L’Union économique et monétaire ouest africaine (Uemoa) préconise une démarche concertée de ses Etats membres en vue d’adopter des normes harmonisées dans la spécification de la farine de maïs, a indiqué, mardi à Dakar, Alain Faustin Bocco, Commissaire au département du Développement de l’Entreprise, de l’Energie, des Télécommunications et du Tourisme. «Le travail que nous démarrons va servir plus tard à l’ensemble des 15 de la Cedeao», a assuré M. Bocco qui s’exprimait lors d’une réunion sous-régionale de validation du projet de normes de spécification de la farine de maïs enrichie en micronutriments.

 

Par rapport à ce produit, le processus consiste à la validation de cette spécification technique. A l’issue de cette validation, le procédé va se poursuivre jusqu’à ce que cela aboutisse aux normes de l’Uemoa. «Ce qui bloque pour ce genre de réunion sont les questions de fonds soulevées par les producteurs par rapport à des concentrations ou des spécifications qui ne peuvent pas être respectées. Ce processus vise à régler les problèmes de nutrition dans les états membres», a-t-il relevé. «Nous sommes en collaboration avec certains partenaires techniques qui sont pionniers en la matière qui ont pris à bras le corps ce problème de santé publique que constitue la malnutrition», a indiqué M. Bocco. «Dans un premier temps, a-t-il souligné, il s’agit de mettre l’accent sur les produits de consommation en courante qui peuvent constituer de vrais vecteurs pour ce processus d’enrichissement des aliments en micronutriments». Il s’agit de voir comment, à travers la vulgarisation de ces produits enrichis, régler la malnutrition. En guise d’exemple, il a cité le cas de l’iode qui est un élément important dans le sel, la farine de blé qui a été enrichi en vitamines A et C.

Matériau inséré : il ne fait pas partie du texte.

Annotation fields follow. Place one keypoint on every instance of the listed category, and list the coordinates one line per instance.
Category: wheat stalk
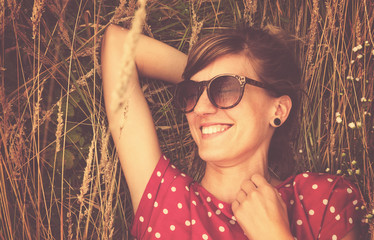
(36, 16)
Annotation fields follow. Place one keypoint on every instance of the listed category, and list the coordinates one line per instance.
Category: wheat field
(59, 173)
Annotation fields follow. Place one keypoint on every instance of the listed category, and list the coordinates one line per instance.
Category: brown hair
(271, 53)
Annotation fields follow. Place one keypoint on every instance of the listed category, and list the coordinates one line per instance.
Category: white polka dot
(332, 209)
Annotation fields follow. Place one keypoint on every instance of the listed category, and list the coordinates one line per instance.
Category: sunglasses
(224, 91)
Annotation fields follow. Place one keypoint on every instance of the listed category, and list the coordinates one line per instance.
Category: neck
(224, 181)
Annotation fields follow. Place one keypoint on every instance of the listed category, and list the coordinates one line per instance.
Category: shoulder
(314, 188)
(322, 183)
(328, 204)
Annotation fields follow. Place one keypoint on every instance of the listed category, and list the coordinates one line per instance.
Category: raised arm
(135, 137)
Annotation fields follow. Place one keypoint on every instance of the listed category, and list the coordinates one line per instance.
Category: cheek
(192, 125)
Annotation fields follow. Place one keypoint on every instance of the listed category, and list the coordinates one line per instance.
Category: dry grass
(59, 173)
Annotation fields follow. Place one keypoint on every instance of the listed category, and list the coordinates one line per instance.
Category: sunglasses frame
(202, 85)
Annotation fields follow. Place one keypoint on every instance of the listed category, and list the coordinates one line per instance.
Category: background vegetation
(59, 174)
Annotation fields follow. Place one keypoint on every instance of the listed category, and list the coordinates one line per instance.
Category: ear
(282, 106)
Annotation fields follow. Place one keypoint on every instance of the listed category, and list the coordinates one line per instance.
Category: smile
(213, 129)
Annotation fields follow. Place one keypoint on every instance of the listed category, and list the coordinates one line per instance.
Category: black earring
(277, 122)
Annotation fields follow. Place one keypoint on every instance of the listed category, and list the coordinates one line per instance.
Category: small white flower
(339, 119)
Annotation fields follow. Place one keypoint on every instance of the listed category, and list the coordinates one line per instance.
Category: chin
(211, 156)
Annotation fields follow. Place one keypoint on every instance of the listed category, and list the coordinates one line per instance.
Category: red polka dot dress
(173, 206)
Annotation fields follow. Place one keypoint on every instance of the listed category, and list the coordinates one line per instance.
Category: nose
(203, 105)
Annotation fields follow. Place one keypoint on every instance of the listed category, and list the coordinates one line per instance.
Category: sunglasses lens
(225, 91)
(187, 94)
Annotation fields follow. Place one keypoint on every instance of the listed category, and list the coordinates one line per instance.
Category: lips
(214, 129)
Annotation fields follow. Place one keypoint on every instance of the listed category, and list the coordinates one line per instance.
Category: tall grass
(59, 173)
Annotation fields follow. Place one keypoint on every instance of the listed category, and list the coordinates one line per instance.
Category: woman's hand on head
(260, 211)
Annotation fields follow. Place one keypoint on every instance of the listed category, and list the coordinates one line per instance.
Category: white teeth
(214, 129)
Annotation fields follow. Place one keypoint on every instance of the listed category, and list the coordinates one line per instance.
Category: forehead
(237, 64)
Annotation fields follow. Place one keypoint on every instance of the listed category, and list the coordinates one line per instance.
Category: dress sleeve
(341, 209)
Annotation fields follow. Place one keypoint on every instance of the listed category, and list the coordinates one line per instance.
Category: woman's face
(231, 136)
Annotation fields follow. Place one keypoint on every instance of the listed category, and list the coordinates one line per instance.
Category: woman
(239, 93)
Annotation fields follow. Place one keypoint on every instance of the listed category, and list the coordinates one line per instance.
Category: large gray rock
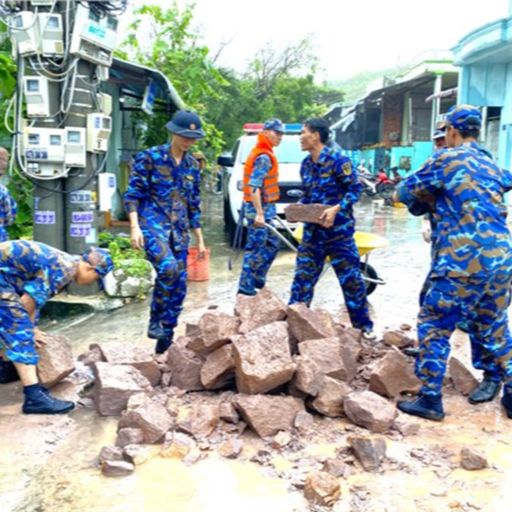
(370, 452)
(307, 324)
(308, 377)
(264, 308)
(219, 368)
(114, 385)
(369, 410)
(267, 415)
(216, 329)
(55, 360)
(185, 366)
(394, 375)
(327, 354)
(310, 213)
(463, 380)
(131, 355)
(151, 417)
(262, 359)
(329, 400)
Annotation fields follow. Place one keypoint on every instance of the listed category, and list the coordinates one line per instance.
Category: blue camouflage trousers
(482, 304)
(344, 258)
(260, 252)
(170, 286)
(17, 332)
(480, 358)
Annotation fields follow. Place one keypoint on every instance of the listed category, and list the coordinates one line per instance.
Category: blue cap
(186, 124)
(99, 259)
(464, 117)
(275, 125)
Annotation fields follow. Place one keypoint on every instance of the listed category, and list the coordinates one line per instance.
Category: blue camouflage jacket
(8, 209)
(166, 196)
(467, 189)
(330, 181)
(34, 268)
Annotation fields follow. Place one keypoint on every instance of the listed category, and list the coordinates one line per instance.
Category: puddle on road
(61, 476)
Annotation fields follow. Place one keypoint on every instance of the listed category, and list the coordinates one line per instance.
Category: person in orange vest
(261, 192)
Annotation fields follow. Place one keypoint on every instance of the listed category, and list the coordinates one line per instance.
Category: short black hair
(320, 126)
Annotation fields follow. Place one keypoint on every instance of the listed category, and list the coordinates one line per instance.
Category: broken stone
(397, 339)
(335, 467)
(321, 488)
(126, 436)
(216, 328)
(281, 439)
(151, 417)
(263, 308)
(92, 356)
(185, 366)
(406, 428)
(472, 459)
(329, 401)
(463, 380)
(55, 360)
(111, 453)
(303, 421)
(231, 448)
(308, 377)
(306, 324)
(139, 358)
(218, 369)
(115, 384)
(177, 446)
(137, 454)
(326, 353)
(369, 410)
(394, 375)
(369, 452)
(117, 468)
(199, 421)
(262, 359)
(228, 413)
(311, 213)
(267, 415)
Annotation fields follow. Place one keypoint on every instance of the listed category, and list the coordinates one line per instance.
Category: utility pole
(64, 51)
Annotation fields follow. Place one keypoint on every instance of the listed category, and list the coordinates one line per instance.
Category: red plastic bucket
(198, 269)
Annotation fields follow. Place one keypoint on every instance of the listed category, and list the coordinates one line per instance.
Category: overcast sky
(348, 36)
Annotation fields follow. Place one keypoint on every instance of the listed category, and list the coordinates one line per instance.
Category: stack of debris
(264, 367)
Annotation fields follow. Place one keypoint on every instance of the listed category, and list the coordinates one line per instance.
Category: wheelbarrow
(365, 242)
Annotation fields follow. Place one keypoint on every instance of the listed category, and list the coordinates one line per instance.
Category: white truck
(289, 156)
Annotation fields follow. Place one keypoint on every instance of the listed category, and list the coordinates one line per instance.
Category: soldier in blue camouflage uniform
(30, 274)
(471, 270)
(7, 202)
(163, 203)
(328, 178)
(489, 387)
(262, 245)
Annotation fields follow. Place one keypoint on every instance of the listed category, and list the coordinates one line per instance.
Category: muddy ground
(49, 463)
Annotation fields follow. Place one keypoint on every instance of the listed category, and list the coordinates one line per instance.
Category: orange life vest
(270, 191)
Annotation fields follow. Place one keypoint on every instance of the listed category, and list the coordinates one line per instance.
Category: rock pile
(264, 367)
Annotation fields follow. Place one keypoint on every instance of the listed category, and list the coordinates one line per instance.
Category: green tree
(174, 48)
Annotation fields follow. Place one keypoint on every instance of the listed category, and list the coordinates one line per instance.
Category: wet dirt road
(48, 464)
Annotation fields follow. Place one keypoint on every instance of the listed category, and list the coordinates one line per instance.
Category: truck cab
(289, 155)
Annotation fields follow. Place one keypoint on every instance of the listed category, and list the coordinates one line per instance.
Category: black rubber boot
(163, 344)
(506, 401)
(39, 401)
(486, 391)
(424, 406)
(8, 372)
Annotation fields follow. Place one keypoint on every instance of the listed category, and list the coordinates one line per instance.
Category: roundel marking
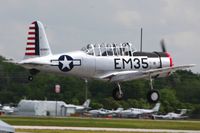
(65, 63)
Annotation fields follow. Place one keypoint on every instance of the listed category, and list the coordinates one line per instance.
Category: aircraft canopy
(124, 49)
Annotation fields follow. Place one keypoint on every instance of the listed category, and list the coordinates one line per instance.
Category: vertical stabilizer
(156, 107)
(37, 42)
(86, 103)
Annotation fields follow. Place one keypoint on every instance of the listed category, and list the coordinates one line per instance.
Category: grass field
(112, 123)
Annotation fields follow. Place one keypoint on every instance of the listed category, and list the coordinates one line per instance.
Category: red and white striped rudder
(37, 43)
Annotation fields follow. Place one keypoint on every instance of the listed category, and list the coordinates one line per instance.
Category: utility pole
(86, 89)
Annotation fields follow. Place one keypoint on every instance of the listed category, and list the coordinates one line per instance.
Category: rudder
(37, 42)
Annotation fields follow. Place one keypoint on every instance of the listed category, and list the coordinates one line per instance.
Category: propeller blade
(162, 43)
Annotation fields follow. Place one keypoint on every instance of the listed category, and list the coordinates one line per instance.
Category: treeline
(180, 90)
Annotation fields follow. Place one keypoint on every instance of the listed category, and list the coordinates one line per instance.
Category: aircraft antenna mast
(141, 41)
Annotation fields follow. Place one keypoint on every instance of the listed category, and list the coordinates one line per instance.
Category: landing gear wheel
(153, 96)
(30, 78)
(117, 95)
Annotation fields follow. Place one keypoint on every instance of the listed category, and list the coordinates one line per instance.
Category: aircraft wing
(131, 75)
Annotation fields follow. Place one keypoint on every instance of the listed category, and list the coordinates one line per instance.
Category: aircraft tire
(30, 78)
(116, 94)
(153, 96)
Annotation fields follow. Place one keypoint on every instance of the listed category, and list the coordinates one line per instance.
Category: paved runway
(106, 129)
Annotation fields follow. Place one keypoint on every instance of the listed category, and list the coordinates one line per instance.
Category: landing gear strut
(117, 92)
(153, 95)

En plus de cela, a-t-il ajouté, «nous avons pensé à intégrer le sucre mais, compte tenu de l’image négative qui colle sur des complications sanitaires, nous avons décidé de marquer un peu de recul et de nous assurer qu’en retenant ce produit, nous n’aggravons pas avec d’autres problèmes de santé publique en passant à régler celui de la malnutrition».

Dans la même logique, Alain Faustin Bocco a fait remarquer que les Etats ont estimé qu’il faut élargir la gamme de produits. «Le produit ciblé est la farine de maïs. Il s’agit de voir comment faire pour que ce produit, qui constitue un des éléments de base de l’alimentation dans les pays de notre zone, soit enrichi en micronutriments pour résoudre ce fléau silencieux qui constitue un vrai problème de santé publique dans la plupart de nos pays», a expliqué M. Bocco.